5 thoughts on “From what I can remember: 1-the smell of cinnamon

  1. lewbornmann August 11, 2020 / 11:55 pm

    Having written several books, I can well understand your reticence about doing so. I even decided a number of years ago to never write another one. Several publishers requested that I publish my PhD dissertation but following the work that went into it, I was burned out and unable to even consider it at the time.

    Several years ago, about the same time I began writing my weekly postings, I did write/publish another book. The experience was not overly objectionable and I have since continued to write.

    A good friend mentioned he would really like to write a book but did not know about what to write. I suggested a subject on which he was the expert — himself. He assured me that no one would be interested. Obviously untrue as he had a relatively large family.

    Having recommended that to him, I decided to take my own advice. It actually was less difficult than I had assumed. While it has been essentially “complete” for a couple of years, the story has not yet ended. In many ways, I feel no one should write their autobiography until they are deceased. Unfortunately, there is a relatively major flaw in that line of reasoning. I also feel that to write one’s autobiography implies egocentricity. Regardless, I do intend to publish it. Maybe also that PhD thesis — better late than never.

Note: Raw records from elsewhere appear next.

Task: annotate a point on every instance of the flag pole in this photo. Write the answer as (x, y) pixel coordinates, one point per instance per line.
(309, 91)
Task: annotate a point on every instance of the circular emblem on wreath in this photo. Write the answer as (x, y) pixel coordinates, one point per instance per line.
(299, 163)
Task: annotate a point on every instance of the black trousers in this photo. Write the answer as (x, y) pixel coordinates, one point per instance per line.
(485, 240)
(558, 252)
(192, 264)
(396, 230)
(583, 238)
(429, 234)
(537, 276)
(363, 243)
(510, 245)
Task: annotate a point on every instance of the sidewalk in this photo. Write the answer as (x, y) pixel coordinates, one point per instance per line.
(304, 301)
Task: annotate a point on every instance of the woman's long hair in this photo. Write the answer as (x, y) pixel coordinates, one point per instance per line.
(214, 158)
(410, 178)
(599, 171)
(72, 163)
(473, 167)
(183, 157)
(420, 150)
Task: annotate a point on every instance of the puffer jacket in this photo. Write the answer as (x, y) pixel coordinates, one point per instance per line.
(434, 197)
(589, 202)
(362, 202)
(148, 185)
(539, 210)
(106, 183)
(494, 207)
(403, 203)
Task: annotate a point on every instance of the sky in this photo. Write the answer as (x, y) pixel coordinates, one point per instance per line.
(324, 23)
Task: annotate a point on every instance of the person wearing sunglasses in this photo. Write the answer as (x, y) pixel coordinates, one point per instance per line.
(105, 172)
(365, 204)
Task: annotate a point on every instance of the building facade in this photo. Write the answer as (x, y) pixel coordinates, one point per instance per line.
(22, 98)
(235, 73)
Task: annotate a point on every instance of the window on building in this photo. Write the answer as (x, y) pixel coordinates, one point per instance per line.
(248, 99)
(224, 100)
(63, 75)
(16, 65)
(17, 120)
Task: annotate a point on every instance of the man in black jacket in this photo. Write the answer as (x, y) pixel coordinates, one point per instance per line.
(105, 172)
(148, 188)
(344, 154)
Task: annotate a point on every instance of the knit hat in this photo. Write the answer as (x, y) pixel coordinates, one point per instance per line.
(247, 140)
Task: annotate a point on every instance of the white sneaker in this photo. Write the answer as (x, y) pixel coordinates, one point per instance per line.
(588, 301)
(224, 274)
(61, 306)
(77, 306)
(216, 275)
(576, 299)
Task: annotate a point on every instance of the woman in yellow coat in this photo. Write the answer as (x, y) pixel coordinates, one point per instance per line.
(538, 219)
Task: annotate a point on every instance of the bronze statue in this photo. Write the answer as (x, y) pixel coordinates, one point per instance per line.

    You also have a story to tell and you are the only one that can tell it. You still are young relative to some of us. You are an excellent writer — think of what you can leave for those future generations. You owe it to them. Think about it.

    Liked by 2 people

    • oldandblessed August 12, 2020 / 1:27 am

      Thanks for the encouragement. Coming from you, it means a great deal. I’m thinking about it.

      Liked by 2 people

  2. catterel August 12, 2020 / 7:32 am

    I agree. You have a unique voice and a unique story, and you have a gift of expression. Even if you don’t get it published, it will be a treasure for your descendants. I am very glad that my father wrote his memories of his youth and service in the RAF during WWII – he was in his eighties at the time, and didn’t get past 1945, but the account of his youth is precious to us. And I had the opportunity while looking after my mother to write down many of her reminiscences (some on my blog) – all very precious. We have lived through such interesting times, and the world is so different now in many ways from how it used to be. If we don’t write about our experiences, who will? Please do it!

    Liked by 1 person

  3. rangewriter August 16, 2020 / 2:05 pm

    I agree with lew, above. You have a story to tell. No one else can tell your story. And, as you point out, if you don’t write it down, your story will most likely die with you. A sad fact of youth is that we don’t capture the stories of our elders and then when we become the elders, we recognize all that we lost. Perhaps writing segments like this in your blog, will provide you with the grist for a book. It doesn’t have to be 400 pages. It could be 100 pages. Or 200 pages. Or any number of pages that it takes to say what you have to say. No pressure. Just keep writing.